I prepare the brown rice in a steamer in advance.

Step 2

Cut the chicken fillet, marinated in teriyaki sauce, into strips (about 1 cm thick).

Step 3

Slice the carrots into thick sticks.

Step 4

Cut the onion into rings and peel the garlic.

Step 5

In a preheated non-stick skillet (I do not use oil for frying, so the pan must be non-stick), sauté the sliced chicken fillet for 5-7 minutes, add the carrots, and sauté on high heat for another 7-10 minutes, stirring occasionally. Add the spinach and crushed garlic. Sauté everything together for another 5 minutes.

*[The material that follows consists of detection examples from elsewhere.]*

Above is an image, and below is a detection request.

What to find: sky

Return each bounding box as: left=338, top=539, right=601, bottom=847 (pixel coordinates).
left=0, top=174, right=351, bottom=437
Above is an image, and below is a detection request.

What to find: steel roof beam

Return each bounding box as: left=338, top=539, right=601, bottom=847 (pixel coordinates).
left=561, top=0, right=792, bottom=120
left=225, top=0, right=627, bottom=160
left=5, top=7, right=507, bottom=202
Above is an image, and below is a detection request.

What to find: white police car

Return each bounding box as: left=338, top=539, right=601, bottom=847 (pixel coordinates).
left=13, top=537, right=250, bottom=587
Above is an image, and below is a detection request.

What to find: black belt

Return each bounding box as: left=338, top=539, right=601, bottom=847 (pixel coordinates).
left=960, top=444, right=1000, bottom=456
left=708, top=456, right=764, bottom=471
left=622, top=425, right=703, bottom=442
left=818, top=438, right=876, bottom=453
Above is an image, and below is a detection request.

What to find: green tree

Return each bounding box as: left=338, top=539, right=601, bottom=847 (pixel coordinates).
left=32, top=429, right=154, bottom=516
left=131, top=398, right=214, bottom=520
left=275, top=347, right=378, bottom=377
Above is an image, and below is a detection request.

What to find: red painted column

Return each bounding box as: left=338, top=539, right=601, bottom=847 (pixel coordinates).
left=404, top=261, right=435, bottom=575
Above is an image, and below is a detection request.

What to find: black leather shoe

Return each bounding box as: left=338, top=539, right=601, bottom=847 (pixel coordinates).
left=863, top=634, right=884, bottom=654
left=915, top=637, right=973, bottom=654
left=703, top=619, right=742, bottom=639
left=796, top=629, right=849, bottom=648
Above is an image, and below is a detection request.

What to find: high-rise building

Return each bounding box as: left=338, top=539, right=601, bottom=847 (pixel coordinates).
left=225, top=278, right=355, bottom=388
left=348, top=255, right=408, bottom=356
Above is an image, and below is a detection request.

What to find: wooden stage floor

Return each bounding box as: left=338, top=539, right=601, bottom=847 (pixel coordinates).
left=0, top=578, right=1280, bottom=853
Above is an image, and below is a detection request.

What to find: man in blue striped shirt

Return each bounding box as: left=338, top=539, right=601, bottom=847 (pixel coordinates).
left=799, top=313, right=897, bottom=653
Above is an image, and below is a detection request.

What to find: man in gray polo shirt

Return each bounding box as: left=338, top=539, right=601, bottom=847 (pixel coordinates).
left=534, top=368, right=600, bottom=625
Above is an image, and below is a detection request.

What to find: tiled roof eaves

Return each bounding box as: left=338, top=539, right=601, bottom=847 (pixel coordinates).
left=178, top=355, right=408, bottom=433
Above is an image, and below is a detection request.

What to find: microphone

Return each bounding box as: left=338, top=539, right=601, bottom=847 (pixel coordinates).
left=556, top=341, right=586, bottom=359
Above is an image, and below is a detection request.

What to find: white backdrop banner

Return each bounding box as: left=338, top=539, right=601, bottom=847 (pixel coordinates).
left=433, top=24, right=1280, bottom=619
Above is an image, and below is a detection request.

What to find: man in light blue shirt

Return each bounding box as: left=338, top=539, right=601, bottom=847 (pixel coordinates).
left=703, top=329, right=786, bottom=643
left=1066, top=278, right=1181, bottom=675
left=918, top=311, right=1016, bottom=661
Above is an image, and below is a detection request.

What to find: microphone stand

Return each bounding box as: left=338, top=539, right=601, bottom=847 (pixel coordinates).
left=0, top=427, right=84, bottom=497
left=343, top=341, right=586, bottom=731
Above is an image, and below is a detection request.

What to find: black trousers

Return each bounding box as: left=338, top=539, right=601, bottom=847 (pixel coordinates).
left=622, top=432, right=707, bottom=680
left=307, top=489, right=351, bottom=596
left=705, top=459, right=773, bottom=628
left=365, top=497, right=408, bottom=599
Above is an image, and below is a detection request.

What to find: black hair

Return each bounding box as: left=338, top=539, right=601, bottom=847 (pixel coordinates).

Add the onion so that it gets slightly browned. Season with salt. Add the pre-cooked rice (by any convenient method) and a few tablespoons of oyster sauce or teriyaki sauce. Stir-fry for a few minutes. Turn off the heat. Add the fresh spinach leaves, mix, and let it sit for 5 minutes to warm the spinach.